In the presence of fluid in the joint cavity, the septic process should be excluded. A marked increase in soreness, swelling, an increase in the temperature of surrounding tissues, and a further limitation of joint mobility indicate septic arthritis. It is necessary to conduct a study of aspirated joint fluid. When confirming the diagnosis, appropriate antibiotic therapy should be prescribed. The use of Diprospan® for septic arthritis is contraindicated.
Repeated injections into the joint with osteoarthritis may increase the risk of joint destruction.The introduction of SCS into the tendon tissue gradually leads to rupture of the tendon.
After successful intra-articular therapy, the patient should avoid overloading the joint.
Prolonged use of GCS can lead to posterior subcapsular cataract (especially in children), glaucoma with possible damage to the optic nerve and may contribute to the development of secondary eye infection (fungal or viral). It is necessary to conduct an ophthalmological examination periodically, especially in patients receiving Diprospan® for more than 6 months.
The use of medium and high doses of GCS can lead to increased blood pressure, sodium and liquid retention in the body, and increased excretion of potassium from the body (these phenomena are less likely in the case of taking synthetic GCS, unless they are used in high doses). With long-term use of high doses of the drug Diprospan®, the risk of arrhythmia and hypokalemia should consider the need to prescribe potassium-containing drugs and sharosa with restriction of table salt. All GCSs increase the excretion of calcium.
With the simultaneous use of the preparation Diprospan® and cardiac glycosides or preparations affecting the electrolyte composition of the plasma, control of the water-electrolyte balance is required.
Caution is prescribed acetylsalicylic acid in combination with the preparation Diprospan ® with hypoprothrombinemia.
The effect of GCS is enhanced in patients with hypothyroidism and liver cirrhosis.
Care should be taken when using GCS in elderly patients; in patients with renal or hepatic insufficiency, diverticulitis, active or latent gastric ulcer and / or intestinal disease, or with newly created intestinal anastomoses, osteoporosis, myasthenia gravis, confirmed or suspected parasitic infections (eg, strongyloidiasis).
The development of secondary adrenocortical insufficiency due to too rapid cancellation of SCS is possible within a few months after the end of therapy. In case of occurrence or threat of occurrence of a stressful situation during this period, therapy with Diprospan® should be resumed and at the same time a mineralocorticosteroid (due to a possible violation of secretion of mineralocorticosteroids) should be started. The gradual elimination of GCS can reduce the risk of developing secondary adrenal insufficiency.

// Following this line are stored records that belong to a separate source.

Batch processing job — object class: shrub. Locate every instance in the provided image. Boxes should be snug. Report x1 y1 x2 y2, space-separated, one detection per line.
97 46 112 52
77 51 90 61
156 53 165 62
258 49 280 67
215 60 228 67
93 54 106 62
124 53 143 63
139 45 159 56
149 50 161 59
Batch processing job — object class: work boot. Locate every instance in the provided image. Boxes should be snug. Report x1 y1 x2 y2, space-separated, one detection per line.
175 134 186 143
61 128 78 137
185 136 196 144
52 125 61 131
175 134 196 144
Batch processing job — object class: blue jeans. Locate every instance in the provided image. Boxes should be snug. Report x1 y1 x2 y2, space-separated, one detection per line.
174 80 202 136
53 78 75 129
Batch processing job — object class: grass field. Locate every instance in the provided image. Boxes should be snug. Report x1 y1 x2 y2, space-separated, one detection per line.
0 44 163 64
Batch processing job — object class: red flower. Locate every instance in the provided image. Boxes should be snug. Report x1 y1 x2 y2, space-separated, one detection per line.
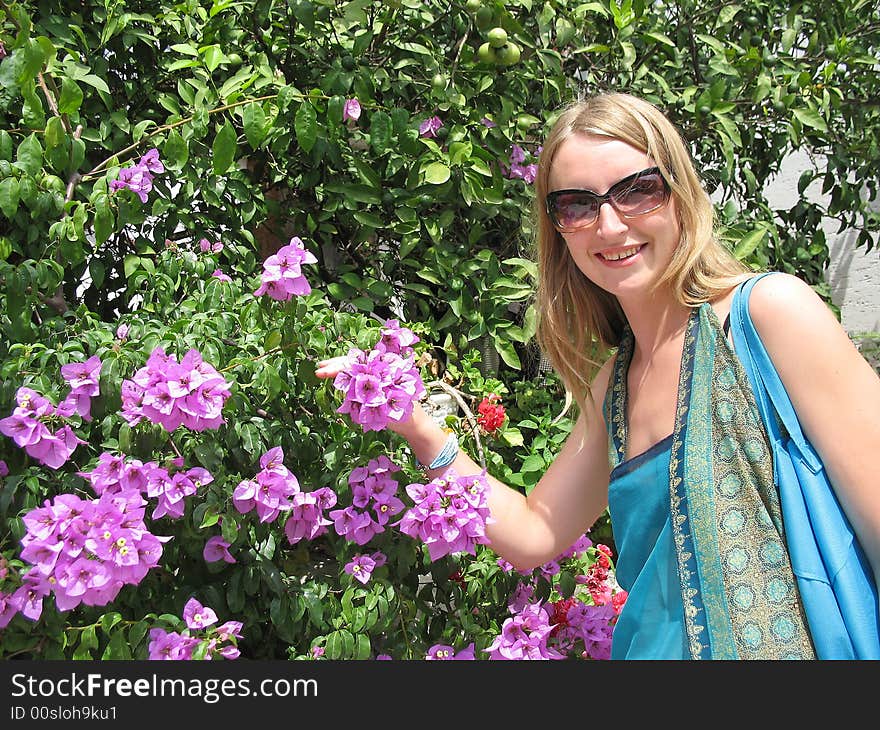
477 393 507 434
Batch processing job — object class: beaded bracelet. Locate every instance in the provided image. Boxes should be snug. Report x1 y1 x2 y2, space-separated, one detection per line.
426 433 458 469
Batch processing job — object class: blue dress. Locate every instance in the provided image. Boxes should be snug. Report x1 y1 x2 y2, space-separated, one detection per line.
608 435 690 659
603 304 815 659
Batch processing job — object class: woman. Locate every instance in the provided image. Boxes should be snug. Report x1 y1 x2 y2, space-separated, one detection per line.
316 94 880 659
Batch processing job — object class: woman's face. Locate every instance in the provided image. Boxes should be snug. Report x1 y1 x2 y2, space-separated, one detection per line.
548 135 681 300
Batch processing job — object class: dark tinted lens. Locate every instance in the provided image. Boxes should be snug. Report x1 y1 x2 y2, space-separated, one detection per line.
609 172 666 215
551 191 599 230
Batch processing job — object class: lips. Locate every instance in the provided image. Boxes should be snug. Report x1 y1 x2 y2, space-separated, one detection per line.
596 243 645 263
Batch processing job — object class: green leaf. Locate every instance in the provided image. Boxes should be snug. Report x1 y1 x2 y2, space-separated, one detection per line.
293 99 318 152
493 337 522 370
213 121 238 175
122 253 141 279
0 177 19 220
101 631 132 660
241 102 266 149
421 162 452 185
16 133 43 177
200 44 229 71
94 195 114 243
79 74 110 94
162 131 189 170
370 109 393 155
792 109 828 132
58 76 83 114
733 228 767 261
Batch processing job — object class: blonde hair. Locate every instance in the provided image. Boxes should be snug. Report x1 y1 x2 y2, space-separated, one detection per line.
533 92 749 407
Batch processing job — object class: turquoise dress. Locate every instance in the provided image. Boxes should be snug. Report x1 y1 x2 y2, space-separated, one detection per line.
603 304 815 660
608 436 690 659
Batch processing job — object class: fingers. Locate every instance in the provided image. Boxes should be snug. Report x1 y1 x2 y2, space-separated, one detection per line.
315 355 349 378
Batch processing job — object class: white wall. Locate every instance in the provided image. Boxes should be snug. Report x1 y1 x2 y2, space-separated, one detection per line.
767 154 880 333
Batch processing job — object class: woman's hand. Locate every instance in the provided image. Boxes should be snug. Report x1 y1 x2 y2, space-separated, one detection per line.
315 355 351 378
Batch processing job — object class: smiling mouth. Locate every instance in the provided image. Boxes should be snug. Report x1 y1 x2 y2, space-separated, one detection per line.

Against the background of the use of GCS, a change in the mobility and the number of spermatozoa is possible.
With prolonged therapy with GCS, it is advisable to consider the possibility of switching from parenteral to oral administration of GCS, taking into account the evaluation of the "benefit / risk" ratio.
Pediatric Use
Children who are being treated with Diprospan® (especially long-term) should be carefully monitored for possible lag in the growth and development of secondary adrenal insufficiency.
Application in athletes
Patients participating in competitions under the supervision of the World Anti-Doping Agency (WADA) should read the WADA rules before starting treatment, as taking Diprospan® may affect the results of doping control.